While casting director Kharmel Cochrane knew how to find actors like Alison Oliver, Archie Madekwe, Paul Rhys, and Richard E. Grant who, in turn, knew how to play off of the distinguishable energy Keoghan brought to Oliver, Rosamund Pike stands out most as the co-star most befitting of a Fennell-penned role. “Having not met her, what I always sensed about her from ‘Gone Girl’ and from ‘An Education’ was that she was really fucking funny,” said the director. In Elspeth, the purposefully daft matriarch of the aristocratic family, Pike got a “properly savage comedic role, which also required a really deep, awful kind of pathos too,” said Fennell.
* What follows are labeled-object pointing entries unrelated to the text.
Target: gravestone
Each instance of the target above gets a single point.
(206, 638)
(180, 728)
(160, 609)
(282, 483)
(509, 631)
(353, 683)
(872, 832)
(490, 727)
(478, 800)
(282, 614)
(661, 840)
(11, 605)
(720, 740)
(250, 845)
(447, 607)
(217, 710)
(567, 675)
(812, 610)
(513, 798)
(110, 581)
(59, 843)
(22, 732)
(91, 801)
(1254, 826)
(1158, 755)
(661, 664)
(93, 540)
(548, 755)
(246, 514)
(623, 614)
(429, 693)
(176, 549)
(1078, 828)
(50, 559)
“I knew that she would be brilliant, but I couldn’t have possibly imagined how brilliant until she started reading it. And I was like, ‘Oh God, she’s here, she’s here,’” said the director. “She doesn’t feel just like a sort of caricature of a mummy monster. We properly understand where it all comes from. She just brings all of the everything with her, Rosamund. She’s so good. They’re all so good. And then together they’re amazing.”
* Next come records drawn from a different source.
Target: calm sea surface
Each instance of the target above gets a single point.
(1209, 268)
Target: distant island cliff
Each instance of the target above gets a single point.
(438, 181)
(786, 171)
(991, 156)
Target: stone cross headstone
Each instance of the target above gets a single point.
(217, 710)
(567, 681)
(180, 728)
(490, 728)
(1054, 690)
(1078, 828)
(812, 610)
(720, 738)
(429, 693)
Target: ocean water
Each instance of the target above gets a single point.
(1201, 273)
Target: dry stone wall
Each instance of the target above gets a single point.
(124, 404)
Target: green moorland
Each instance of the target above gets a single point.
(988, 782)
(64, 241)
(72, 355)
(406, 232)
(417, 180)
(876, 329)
SAVANNAH, GEORGIA - OCTOBER 24: Emerald Fennell speaks at the Spotlight Director Award Presentation during the 26th SCAD Savannah Film Festival at Lucas Theatre for the Arts on October 24, 2023 in Savannah, Georgia. (Photo by Dia Dipasupil/Getty Images for SCAD)
Emerald Fennell accept the Spotlight Director Award at the 26th SCAD Savannah Film Festival.Dia Dipasupil/Getty Images for SCAD

Her second time around the block, Fennell is at peace with reactions to her film, which had its world premiere at the Telluride Film Festival, being so divisive. “The thing that I am thrilled about is this film has really physically shaken people. It’s made them feel aroused in a way that disturbs them. It’s made them feel some kind of latent violence is being drawn out [of them],” she said. She understands that identifying such a specific brand of obsession is not a pleasurable experience for everyone, but she still has a filter for the criticism she allows in.
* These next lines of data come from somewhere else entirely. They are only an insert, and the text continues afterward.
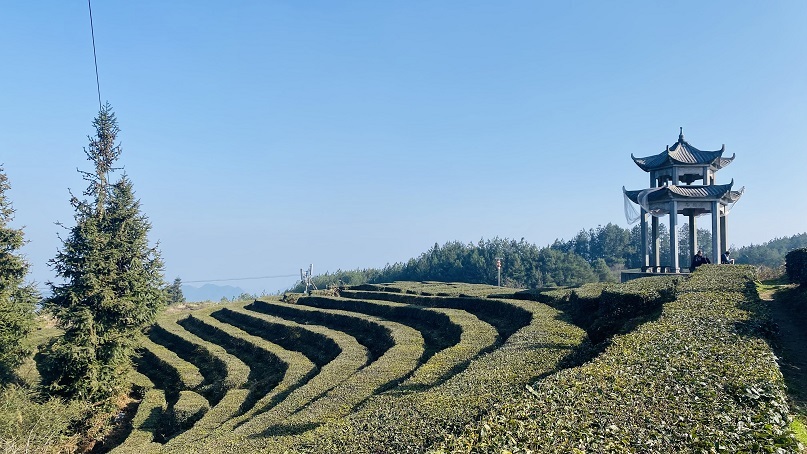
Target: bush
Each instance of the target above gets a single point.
(28, 425)
(796, 265)
(346, 358)
(145, 425)
(695, 380)
(185, 412)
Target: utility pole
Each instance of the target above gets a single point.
(307, 277)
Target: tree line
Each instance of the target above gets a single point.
(593, 255)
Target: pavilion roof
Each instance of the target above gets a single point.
(721, 192)
(682, 153)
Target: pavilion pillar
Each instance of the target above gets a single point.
(724, 233)
(716, 235)
(643, 233)
(656, 244)
(673, 236)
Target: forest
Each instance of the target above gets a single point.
(593, 255)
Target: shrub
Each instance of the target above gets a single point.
(349, 357)
(28, 425)
(694, 380)
(184, 413)
(796, 265)
(145, 424)
(387, 370)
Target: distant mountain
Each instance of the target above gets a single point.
(210, 292)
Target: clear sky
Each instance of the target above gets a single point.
(262, 136)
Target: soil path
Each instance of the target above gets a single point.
(789, 312)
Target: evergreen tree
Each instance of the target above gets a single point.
(174, 292)
(17, 299)
(113, 283)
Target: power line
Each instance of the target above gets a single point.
(95, 59)
(240, 278)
“Yes, of course, there are moments where I think, ‘Oh, I hope you die,’” she said with a laugh. “‘Oh cool, you didn’t like it? Great. I hope you fucking die … and your whole family … slowly.’” She is only human, after all, and knows there are times in which the conversation around her film makes her want to say, as she puts it, “‘Oh, you just profoundly didn’t understand what I was trying to do. Whatever.’ You’re always gonna have to try not to be a pissy little bitch about it, even when you really want to be. Especially if you get the sense occasionally [that] there’s a whiff of misogyny.”

She added, “But the truth of it is, you make stuff because it’s a joy. And you make it exactly for that reason, which is to connect deeply with people. And you can only do that if you make something a bit tricky.”

“Saltburn,” and Amazon MGM Studios release, premieres in select theaters on Friday, November 17, followed by a wide release on Wednesday, November 22.